Practitioners, Beware Court Forms.

Ian Beeby, tenant at Invictus Chambers, highlights potential problems for parties in civil litigation using Forms 6A and N215. 

Two recent incidents have highlighted the necessity for practitioners to be aware that our beloved Court Forms are not to be taken at face value.  There may be errors and omissions on them.

First, the new Form 6A is a PDF form which has been designed to simplify the creation of a Section 21 notice which has to be served on tenants by a landlord seeking to recover possession of a property let on an Assured Shorthold Tenancy.

The form is comprehensive and comes with a front page which contains guidance on completion and suitability of the form.  Examination of the form reveals that the notes are not consistent with the law, implying that less than two months’ notice can be given which is incorrect.  Any s.21 notice giving the tenant less than two months notice is invalid ab-initio.

Second, the Form N215 is the well known and often used Certificate of Service form provided by parties as basic evidence of service of documents in a variety of hearings.  The form is a PDF form which caters for a number of methods of service.

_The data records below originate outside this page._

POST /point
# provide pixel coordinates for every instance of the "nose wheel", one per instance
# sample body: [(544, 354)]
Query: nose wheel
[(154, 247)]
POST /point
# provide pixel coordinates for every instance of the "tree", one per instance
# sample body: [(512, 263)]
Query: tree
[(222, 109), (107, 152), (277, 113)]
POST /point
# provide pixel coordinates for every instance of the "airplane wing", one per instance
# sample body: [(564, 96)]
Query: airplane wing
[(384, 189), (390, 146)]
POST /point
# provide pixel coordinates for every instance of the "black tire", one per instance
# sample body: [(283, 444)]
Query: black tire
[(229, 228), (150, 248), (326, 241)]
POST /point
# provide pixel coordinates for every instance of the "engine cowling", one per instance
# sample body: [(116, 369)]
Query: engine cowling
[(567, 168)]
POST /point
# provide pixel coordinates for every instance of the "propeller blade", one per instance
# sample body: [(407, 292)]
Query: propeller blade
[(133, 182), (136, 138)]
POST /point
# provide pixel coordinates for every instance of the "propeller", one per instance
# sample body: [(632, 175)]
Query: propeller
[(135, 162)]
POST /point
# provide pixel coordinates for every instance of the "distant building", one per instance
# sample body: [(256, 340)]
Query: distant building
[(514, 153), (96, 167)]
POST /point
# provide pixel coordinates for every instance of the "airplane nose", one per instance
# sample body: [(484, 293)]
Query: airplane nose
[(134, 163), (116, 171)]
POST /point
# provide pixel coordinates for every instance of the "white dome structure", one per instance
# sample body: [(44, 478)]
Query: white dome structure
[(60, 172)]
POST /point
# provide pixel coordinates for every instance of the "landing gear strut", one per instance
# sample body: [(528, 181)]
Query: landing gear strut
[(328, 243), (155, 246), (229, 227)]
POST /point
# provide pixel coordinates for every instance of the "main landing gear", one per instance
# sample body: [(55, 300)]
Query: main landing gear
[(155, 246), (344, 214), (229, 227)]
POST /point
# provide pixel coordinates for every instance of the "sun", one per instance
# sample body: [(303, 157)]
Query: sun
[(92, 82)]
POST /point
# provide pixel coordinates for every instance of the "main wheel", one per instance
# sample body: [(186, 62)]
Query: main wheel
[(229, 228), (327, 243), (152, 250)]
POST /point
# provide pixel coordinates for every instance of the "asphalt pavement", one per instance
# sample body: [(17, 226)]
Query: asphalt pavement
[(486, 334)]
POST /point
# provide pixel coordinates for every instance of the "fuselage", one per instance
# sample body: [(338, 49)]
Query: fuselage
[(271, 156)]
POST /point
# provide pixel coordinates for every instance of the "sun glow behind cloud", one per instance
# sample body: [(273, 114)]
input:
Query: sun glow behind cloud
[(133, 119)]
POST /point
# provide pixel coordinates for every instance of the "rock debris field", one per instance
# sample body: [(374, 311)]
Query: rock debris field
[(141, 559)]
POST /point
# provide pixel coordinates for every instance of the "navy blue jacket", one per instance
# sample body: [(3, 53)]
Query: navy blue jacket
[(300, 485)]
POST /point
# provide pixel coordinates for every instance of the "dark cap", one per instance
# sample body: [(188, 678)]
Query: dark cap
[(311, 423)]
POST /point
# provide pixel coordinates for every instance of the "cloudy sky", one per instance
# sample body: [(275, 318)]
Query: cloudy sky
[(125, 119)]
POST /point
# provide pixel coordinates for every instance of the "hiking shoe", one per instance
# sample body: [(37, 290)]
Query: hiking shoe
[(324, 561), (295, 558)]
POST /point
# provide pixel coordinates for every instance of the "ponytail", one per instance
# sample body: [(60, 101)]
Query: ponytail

Examination of this form reveals that there is no space for the time of service to be entered by the user under the second service option “by delivering to or leaving at a permitted place”.  CPR r.6.26, however, sets out that when using this method of service the deemed date of service is on the day of delivery if the document is delivered before 16:30 or on the next business day if after 16:30.  Reliance on the form as provided by HMCTS may encourage the user to fail to insert critical information which may impact their case.

In a case heard in a London area County Court recently, the failure to insert the time of delivery using this method of service meant that there was no evidence as to whether the document, in this case a s.21 notice, had been delivered before or after 16:30 and, therefore, the court had no option but to give the Defendant, who I represented, the benefit of the doubt and that meant that the document was deemed served on the next business day, being a Monday, rendering the s.21 notice invalid as then less than 2 months’ notice had been provided.  The possession claim was struck out.

Practitioners, therefore, should beware being lured into a false sense of complacency when using court forms, whether prepared by HMCTS or any other provider, without a proper understanding of the rules.